Illinois Rocstar has begun a new DOE Phase I SBIR entitled, “The Chemlab Chemistry and Materials Science Lifecycle Data Repository.” The Chemlab project is designed to provide a place for scientists and engineers not only to archive and document their simulation datasets, including provenance information and, at times, output data (or detailed information about the generation of the output data) but to present a location to find datasets again later.

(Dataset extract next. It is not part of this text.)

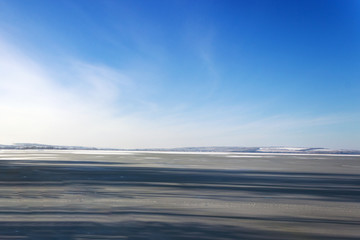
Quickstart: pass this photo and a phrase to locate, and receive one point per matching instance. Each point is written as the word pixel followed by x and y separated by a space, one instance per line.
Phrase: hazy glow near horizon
pixel 133 74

There are many sources for chemical and materials data available on the web, some of which are commercial, while others are freely available. Many universities have pages dedicated to helping their students and researchers find databases that can be accessed through their university library subscriptions (e.g., University of Illinois, MIT, etc.). There are even data repositories available for some disciplines. There is no shortage of sources for data, albeit it can still be difficult to find what is needed, especially for highly-specific or otherwise unusual compounds and/or materials. The Chemlab project does not aim to be another chemistry/materials database project, although it is our intent to help researchers locate other databases, but rather stems from previous work Illinois Rocstar has performed in the area of Simulation Lifecycle Management. Scientists and engineers performing chemistry and materials-oriented M&S certainly have the need to find appropriate data for their simulation activities, but another important facet of M&S that is rarely addressed is the so-called “dataset lifecycle” for the simulation datasets and results themselves, as illustrated in the figure below: birth→document→use→archive→search→reuse.

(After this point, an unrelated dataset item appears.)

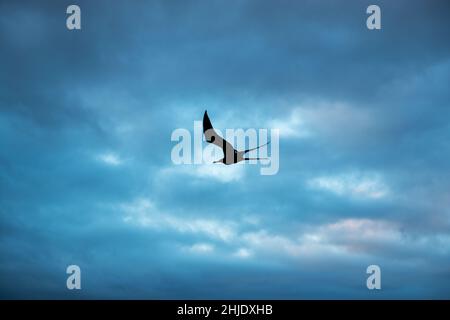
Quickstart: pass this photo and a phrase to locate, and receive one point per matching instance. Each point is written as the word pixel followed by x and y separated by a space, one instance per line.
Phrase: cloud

From a community perspective, a place to share data (when appropriate) is paramount. Other researchers with permission will be able to find and use the datasets, which in turn facilitates collaboration and reuse of data. Our vision is to have a publicly available version of Chemlab freely available on the web for researchers with the option to allow their data/datasets to be made public. By implementing a multisite search capability, we intend to allow private organizations to keep their data private while maintaining the ability to search the public instance seamlessly.